Industry is still facing a lot of new legislation following the Fit For 55 package with numerous ambitious targets. As such, we look forward to the next EU policy initiative expected later this month: the Clean Industrial Deal to provide better competitiveness while phasing down the fossil economy.


As important players in the bioeconomy, our industries provide solutions that can replace fossil-intensive products, store bio-based carbon, and meet the needs of consumers, industries, and society. We’re expecting the Clean industrial Deal to essentially be a business plan targeting especially energy-intensive industries to increase investments in the EU.


Our industry is continuously innovating, for example we deliver renewable construction materials, pulp for various end-use purposes, packaging materials, textiles, composites, tissue papers, baking and cooking papers, advanced biofuels, bio-based plastics, biochemicals, materials for automotive (e.g. fillers replacing rubbers and plastics) and side-streams for bioenergy production.


We look forward to a Clean Industrial Deal that supports industries like ours to deliver required climate solutions and achieve industrial transformation. We rely on domestic renewable raw materials and in all our sector is very much "Made in Europe". We have already reached 92 percent of renewables in our energy production, being an important part of material and energy self-sufficiency for Europe.
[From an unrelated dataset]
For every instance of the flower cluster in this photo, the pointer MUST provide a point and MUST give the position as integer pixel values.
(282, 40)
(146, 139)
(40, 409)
Reducing dependence on non-renewable and fossil-intensive materials is a key step towards a more sustainable and circular future. The EU Clean Industrial Deal should enhance the market for bio-based innovations and incentivize the use of renewable raw materials and products.


The EU needs to unlock the full potential of the sustainable, forest-based bioeconomy. Our industry has scalable solutions, but we need favourable operating conditions to enter markets. To ensure policy coherence, the bioeconomy should be integrated into EU climate, industrial, circular economy, and innovation policies. This will strengthen the EU’s strategic autonomy.


Policies need to channel ETS revenues into industry decarbonization projects to accelerate net-zero infrastructure. Energy efficiency policies need to focus on reducing fossil energy use rather than limiting overall fossil-free energy consumption, which could hamper hydrogen and CCUS developments.


To secure the future of the bioeconomy, policies should maintain carbon neutrality of sustainably grown biomass and keep biogenic emissions separate from fossil emissions in accounting and reporting. To unleash new potentials in the bioeconomy, policies should boost investments in energy infrastructure to promote electrification and to meet the increasing energy demands of hydrogen and CCUS technologies.